Here is an interesting conundrum from Lipton (2005).
Let’s call it the “Twin Scientist Problem.”
The Twin Scientists
Once upon a time there were identical twin scientists. They looked so similar it was hard to tell them apart. One day you run into them at a conference, where they are standing next to their respective posters.
You read over both posters. They make the exact same claims and are supported by the exact same data. In fact, they are like identical twin posters…except for one, small thing.
Twin A collected his data AFTER formulating his hypothesis. He generated a hypothesis and then collected his data to test it.
Twin B collected his data BEFORE formulating his hypothesis. He collected his data and then generated a hypothesis to explain it.
Still, the twins have the same hypotheses, the same datasets, and are claiming the data support the same results.
But they’re not the same.
Twin A’s claim is stronger than B’s.
How can this be?
The answer has to do with the concept of “confounds.”
First, here’s an interesting twist.
As Lipton asks, if Twins A and B didn’t know about each other and met for the first time at the conference, what should THEIR reactions be to seeing each other’s research?
Twin B should increase his confidence but Twin A should not. Twin B had no way of knowing whether his data contained confounds and little reason to assume they didn’t.
What Are Confounds?
A “confound” is a variable OTHER THAN THE ONE HYPOTHESIZED that might be the real explanation for the pattern observed in the data. If you did not account for it, if you did not design the research to control for it, then making causal claims will be problematic.
It’s easier to illustrate with examples. So here are some claims….
Children who sleep with their lights on at night are more likely to become nearsighted later in life.
Drinking water contaminated with asbestos can cause lung cancer.
Moderate drinkers are healthier than teetotalers, so moderate drinking must have health benefits.
These are all real claims that have been made by real researchers. Can you think of the confound present in each?
In the first example, nearsighted parents are more likely to have nearsighted kids, period. They are also more likely to leave the lights on at night BECAUSE they are nearsighted. Genetics is the causal variable, not leaving the lights on.
In the second example, an older one, poverty is likely the confound. It’s a third variable correlated with both the observed variables in the study (asbestos and cancer). (Poor people are also far more likely to smoke.) A similar example common in stats classes is that “ice cream causes crime.” (Heat causes increases in both.)
The third example has been all over the news lately. Research comparing drinkers to teetotalers is confounded by people who CANNOT drink because of existing health problems. Controlling for this, what the research is now showing is that no amount of drinking is ever healthy.
Prediction vs. Accommodation
Where does this leave us? Well, because of confounds, predicting effects is considered more scientific than explaining them after the fact.

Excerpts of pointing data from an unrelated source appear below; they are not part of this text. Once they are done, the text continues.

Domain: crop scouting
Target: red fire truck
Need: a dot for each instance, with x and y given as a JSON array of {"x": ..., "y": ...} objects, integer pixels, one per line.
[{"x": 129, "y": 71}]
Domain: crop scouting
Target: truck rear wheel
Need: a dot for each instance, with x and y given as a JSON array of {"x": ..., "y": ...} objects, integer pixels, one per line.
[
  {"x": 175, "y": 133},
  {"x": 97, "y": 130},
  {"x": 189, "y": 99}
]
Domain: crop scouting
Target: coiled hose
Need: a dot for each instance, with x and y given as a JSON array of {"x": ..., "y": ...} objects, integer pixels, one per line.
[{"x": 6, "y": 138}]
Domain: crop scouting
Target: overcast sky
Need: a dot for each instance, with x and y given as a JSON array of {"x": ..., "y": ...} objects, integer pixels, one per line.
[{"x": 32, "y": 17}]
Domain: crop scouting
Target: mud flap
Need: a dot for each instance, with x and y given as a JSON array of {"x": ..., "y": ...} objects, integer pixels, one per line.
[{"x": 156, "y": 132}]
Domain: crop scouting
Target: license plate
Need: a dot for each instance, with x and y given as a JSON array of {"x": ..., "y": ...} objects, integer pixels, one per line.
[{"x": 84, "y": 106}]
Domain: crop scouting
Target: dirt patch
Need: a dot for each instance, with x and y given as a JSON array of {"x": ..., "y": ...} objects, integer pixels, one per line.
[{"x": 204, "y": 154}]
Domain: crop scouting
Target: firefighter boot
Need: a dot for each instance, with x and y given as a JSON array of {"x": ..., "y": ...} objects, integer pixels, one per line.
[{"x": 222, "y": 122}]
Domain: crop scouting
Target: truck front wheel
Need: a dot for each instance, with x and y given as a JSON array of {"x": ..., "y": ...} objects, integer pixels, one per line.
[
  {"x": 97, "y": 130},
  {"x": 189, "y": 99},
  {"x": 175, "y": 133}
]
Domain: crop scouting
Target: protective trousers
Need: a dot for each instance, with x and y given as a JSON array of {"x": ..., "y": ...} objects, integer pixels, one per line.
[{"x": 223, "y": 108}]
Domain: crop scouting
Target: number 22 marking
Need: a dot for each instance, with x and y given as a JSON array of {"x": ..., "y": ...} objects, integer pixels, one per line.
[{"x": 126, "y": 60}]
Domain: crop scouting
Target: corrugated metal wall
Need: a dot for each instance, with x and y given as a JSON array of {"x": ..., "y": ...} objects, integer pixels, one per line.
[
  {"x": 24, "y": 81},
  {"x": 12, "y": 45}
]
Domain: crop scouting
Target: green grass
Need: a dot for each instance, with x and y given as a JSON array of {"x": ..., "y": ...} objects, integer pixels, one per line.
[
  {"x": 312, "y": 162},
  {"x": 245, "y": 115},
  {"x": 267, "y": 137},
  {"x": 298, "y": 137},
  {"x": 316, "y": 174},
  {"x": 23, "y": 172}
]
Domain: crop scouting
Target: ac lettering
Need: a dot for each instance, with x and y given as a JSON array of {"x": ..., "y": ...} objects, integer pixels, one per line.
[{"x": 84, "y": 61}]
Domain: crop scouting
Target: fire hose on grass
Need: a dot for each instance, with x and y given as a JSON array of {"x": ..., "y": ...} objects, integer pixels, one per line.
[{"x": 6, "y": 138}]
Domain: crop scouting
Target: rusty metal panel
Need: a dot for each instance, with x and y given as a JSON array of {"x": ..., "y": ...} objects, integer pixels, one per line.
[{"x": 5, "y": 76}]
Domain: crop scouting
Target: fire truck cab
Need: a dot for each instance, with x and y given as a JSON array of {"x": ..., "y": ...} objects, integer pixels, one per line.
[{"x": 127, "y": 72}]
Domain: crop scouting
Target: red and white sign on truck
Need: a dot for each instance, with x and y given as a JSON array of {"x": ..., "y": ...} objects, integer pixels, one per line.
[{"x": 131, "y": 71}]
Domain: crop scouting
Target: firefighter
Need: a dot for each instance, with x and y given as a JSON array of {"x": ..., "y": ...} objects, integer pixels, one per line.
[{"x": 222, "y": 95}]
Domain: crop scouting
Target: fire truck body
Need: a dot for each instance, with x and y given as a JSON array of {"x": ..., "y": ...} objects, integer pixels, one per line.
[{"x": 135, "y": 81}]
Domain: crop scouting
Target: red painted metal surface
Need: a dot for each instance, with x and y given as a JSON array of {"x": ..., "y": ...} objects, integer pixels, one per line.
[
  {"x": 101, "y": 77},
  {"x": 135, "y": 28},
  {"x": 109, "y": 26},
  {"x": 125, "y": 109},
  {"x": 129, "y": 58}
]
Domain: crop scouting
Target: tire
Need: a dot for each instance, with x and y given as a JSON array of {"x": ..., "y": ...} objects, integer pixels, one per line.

Lipton gives a fascinating example of why this is the case. Say data come in that conflict with your view that the planets have circular orbits. You then posit the existence of “epicycles” to make your model gel with the new data.
Notice the data do not test your new epicycle hypothesis; rather, your hypothesis is an attempt to EXPLAIN AWAY the new data. This is a crucial difference, and is why some scientists pejoratively refer to ad hoc hypothesizing as “adding epicycles.”
Remember from above, Twin A formulated a hypothesis and then collected data to TEST it. Twin B collected data and then formulated a hypothesis to EXPLAIN the results. In other words, Twin A’s hypothesis was a prediction while B’s was an accommodation.
Twin A designed an experiment as a test his prediction could fail, allowing him to control for confounds. Twin B collected his data and then tailored a hypothesis to it. That’s fine for GENERATING hypotheses, just not for TESTING them. In fact, Twin B’s work could have provided the hypothesis and then Twin A’s could have tested it.
In general, you should not use the same data both to generate and test the same hypothesis. If data are used to generate a hypothesis, other observations must be made, and other data collected, to then test it.
To close, it doesn’t really matter that the data and the wording of the “twin” hypotheses are the same. The RELATIONSHIPS between the data and hypotheses are what matters.
Lipton, P. (2005). Testing hypotheses: Prediction and prejudice. Science, Vol. 307, 219–221.